Karena itulah Rasulullah Saw. selalu bermusyawarah dengan para sahabat saat
menghadapi peperangan dan urusan penting lainnya, sehingga dengan demikian hati
mereka merasa senang dan lega.
Hal yang sama telah dilakukan oleh Khalifah Umar ibnul Khattab r.a. saat
menjelang ajalnya karena tertusuk, ia menjadikan urusan kekhalifahan sesudahnya
agar dimusyawarahkan di antara sesama mereka untuk memilih salah seorang dari
enam orang berikut, yaitu Usman, Ali, Talhah, Az-Zubair, Sa'd, dan Abdur Rahman
ibnu Auf; semoga Allah melimpahkan rida-Nya kepada mereka. Maka akhirnya
pendapat semua sahabat sepakat menunjuk sahabat Usman ibnu Affan r.a. sebagai
khalifah sesudah Umar r.a.
{وَمِمَّا
رَزَقْنَاهُمْ يُنْفِقُونَ}
dan mereka menafkahkan sebagian dari rezeki yang Kami berikan kepada
mereka. (Asy-Syura: 38)
Yang demikian itu terealisasi dengan berbuat kebaikan kepada makhluk Allah
yang paling dekat dengan mereka dari kalangan keluarga mereka, lalu berikutnya
adalah orang-orang yang dekat dengan mereka.
**************
Firman Allah Swt.:
{وَالَّذِينَ
إِذَا أَصَابَهُمُ الْبَغْيُ هُمْ يَنْتَصِرُونَ}
Dan (bagi) orang-orang yang apabila mereka diperlakukan dengan
zalim, mereka membela diri. (Asy-Syura: 39)
Yakni mereka mempunyai kekuatan untuk membela diri dari orang-orang yang
berbuat aniaya dan memusuhi mereka. Mereka bukanlah orang-orang yang lemah,
bukan pula orang-orang yang hina, bahkan mereka mempunyai kemampuan untuk
membalas perbuatan orang-orang yang berlaku kelewat batas terhadap diri mereka.
Sekalipun sifat mereka demikian, mereka selalu memberi maaf (yakni gemar memberi
maaf), walaupun mereka mampu untuk membalas. Seperti halnya yang dikatakan oleh
Nabi Yusuf a.s. kepada saudara-saudaranya yang pernah hampir membunuhnya:
{لَا
تَثْرِيبَ عَلَيْكُمُ الْيَوْمَ يَغْفِرُ اللَّهُ لَكُمْ}
Pada hari ini tak ada cercaan terhadap kamu, mudah-mudahan Allah
mengampuni (kamu). (Yusuf: 92)
Padahal Yusuf a.s. mampu menghukum mereka dan membalas perbuatan mereka
terhadap dirinya dengan balasan yang setimpal. Sebagaimana yang pernah dilakukan
oleh Rasulullah Saw. terhadap delapan puluh orang yang berniat akan membunuhnya
pada tahun Perjanjian Hudaibiyyah. Mereka turun dari Bukit Tan'im; dan setelah
mereka dapat dikuasai, maka Rasulullah Saw. memberi maaf dan membebaskan mereka,
padahal beliau Saw. mampu menghukum mereka.
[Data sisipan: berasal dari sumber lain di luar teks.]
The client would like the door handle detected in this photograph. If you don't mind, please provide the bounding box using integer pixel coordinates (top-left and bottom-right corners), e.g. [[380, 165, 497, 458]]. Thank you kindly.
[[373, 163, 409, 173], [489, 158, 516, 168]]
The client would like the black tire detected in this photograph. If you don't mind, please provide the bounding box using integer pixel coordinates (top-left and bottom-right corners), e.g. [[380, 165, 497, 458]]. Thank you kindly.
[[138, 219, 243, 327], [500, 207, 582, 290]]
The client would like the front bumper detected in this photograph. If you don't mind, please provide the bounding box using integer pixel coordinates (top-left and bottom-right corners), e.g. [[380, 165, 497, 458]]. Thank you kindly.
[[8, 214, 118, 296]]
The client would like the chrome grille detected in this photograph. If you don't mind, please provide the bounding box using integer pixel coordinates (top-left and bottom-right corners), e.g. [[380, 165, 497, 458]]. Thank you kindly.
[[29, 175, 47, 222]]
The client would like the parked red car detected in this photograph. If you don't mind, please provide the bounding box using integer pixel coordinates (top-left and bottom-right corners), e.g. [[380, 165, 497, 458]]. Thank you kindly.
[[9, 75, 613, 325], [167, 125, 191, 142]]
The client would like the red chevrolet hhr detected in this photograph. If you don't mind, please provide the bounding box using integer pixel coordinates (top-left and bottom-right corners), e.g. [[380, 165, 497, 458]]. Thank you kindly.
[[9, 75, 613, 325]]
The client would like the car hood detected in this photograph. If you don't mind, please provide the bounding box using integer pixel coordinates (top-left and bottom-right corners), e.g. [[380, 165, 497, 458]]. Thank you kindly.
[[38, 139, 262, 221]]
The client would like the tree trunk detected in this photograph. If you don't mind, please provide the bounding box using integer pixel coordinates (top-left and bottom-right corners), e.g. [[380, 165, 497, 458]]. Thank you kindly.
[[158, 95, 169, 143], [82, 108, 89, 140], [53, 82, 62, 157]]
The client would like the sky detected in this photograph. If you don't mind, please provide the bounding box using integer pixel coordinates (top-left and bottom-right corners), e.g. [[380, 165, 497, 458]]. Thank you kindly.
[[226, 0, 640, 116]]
Hal yang sama telah dilakukan oleh Rasulullah Saw. terhadap Gauras ibnul
Haris, ketika ia hendak membunuh beliau saat pedang beliau dicabut, sedangkan
beliau dalam keadaan tidur. Lalu beliau terbangun, sedangkan pedangnya telah
berada di tangan Gauras dalam keadaan terhunus. Maka beliau Saw. membentaknya
sehingga pedang itu terjatuh dari tangannya, dan beliau memungut pedangnya.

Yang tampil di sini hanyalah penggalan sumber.